Por Ronny Leonardo Padrón Pérez
Opinión
LA NUEVA ANTORCHA.- Entre las paradojas actuales de la ciencia política ésta de la formalidad democrática como imperativo existencial incluso con tiranías, no deja de sorprender. Porque si bien es cierto que la praxis política define la cualidad, no lo es menos el que un déficit de ¨fachada democrática¨ resulta un lastre tan pesado que ningún régimen lo va a cargar.
Así entonces podemos inferir que la ¨marca¨ democracia ya adquirió una relevancia sociológica tal que resulta impensable emanciparla del desiderátum conceptual para cualquier régimen político. La República de Venezuela no iba a ser la excepción. Veamos.

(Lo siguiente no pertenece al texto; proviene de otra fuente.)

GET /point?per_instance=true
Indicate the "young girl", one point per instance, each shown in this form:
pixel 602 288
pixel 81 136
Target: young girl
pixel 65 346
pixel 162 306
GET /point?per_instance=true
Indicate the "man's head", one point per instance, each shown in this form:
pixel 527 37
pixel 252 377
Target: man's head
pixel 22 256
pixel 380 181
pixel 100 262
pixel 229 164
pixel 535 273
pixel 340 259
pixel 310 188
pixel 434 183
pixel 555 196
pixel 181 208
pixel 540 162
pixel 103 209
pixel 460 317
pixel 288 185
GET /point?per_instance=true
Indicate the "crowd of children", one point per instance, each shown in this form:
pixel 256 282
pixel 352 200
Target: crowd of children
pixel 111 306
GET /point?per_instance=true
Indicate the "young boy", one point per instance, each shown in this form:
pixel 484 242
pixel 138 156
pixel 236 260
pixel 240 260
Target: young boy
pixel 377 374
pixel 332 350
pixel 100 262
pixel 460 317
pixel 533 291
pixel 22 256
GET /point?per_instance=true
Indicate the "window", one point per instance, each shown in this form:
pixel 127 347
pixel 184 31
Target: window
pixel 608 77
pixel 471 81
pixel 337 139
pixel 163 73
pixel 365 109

Porque a partir del 11 de abril de 2002 en suelo patrio no existe violación sistemática a los derechos humanos que fuere ajena al PSUV y a su política de Estado, así lo certifican la totalidad de organismos internacionales especializados en la materia, incluso aquellos dependientes de la Organización de las Naciones Unidas. Sin embargo, la tradición electoralista es un sello distintivo para el socialismo criollo desde sus propios albores versión Siglo XXI, omitiendo siempre cualquier afán de transparencia comicial, enfatizando en su lugar sobre la importancia de garantizar solo el favor de los llamados a contar los sufragios.

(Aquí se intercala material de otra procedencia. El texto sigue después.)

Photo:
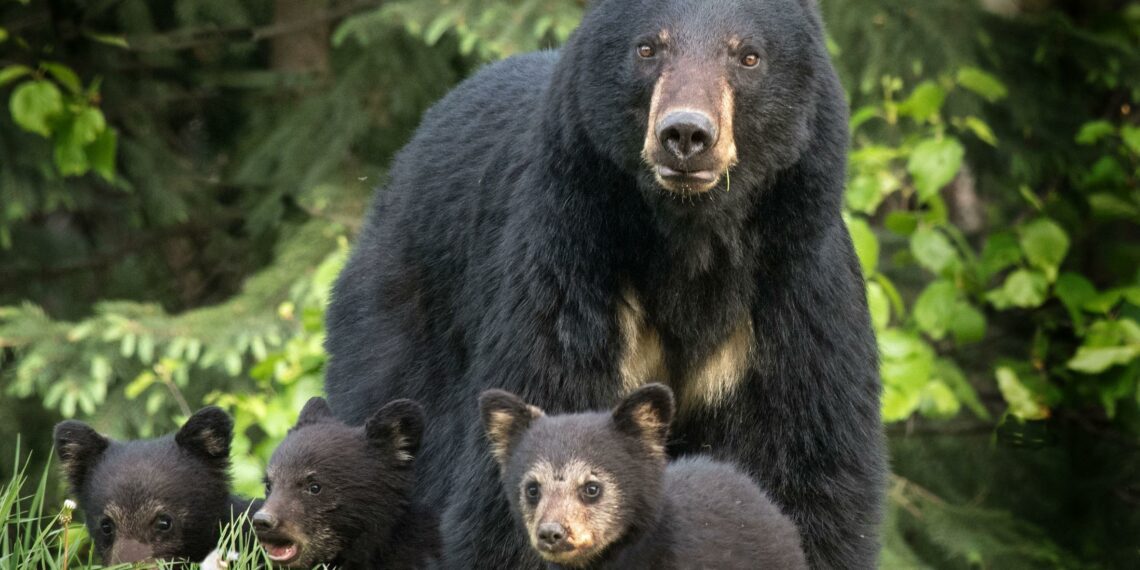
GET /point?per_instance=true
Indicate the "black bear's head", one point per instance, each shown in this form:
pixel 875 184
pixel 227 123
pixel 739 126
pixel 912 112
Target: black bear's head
pixel 580 482
pixel 330 486
pixel 694 96
pixel 151 499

Comprendemos entonces la dependencia vigente del régimen de facto acá dominante en relación a la democracia y sus formas, algo que pareciera risible tratándose de un grupo delictivo organizado sujeto a órdenes de captura emitidas por tribunales penales extranjeros, de allí que la juramentación presidencial del Lic. Edmundo González Urrutia, pendiente desde el pasado 10 de enero, adquiere una relevancia suprema habida cuenta su simbología política única en medio de un universo pletórico de formalidad democrática. Oración y trabajo.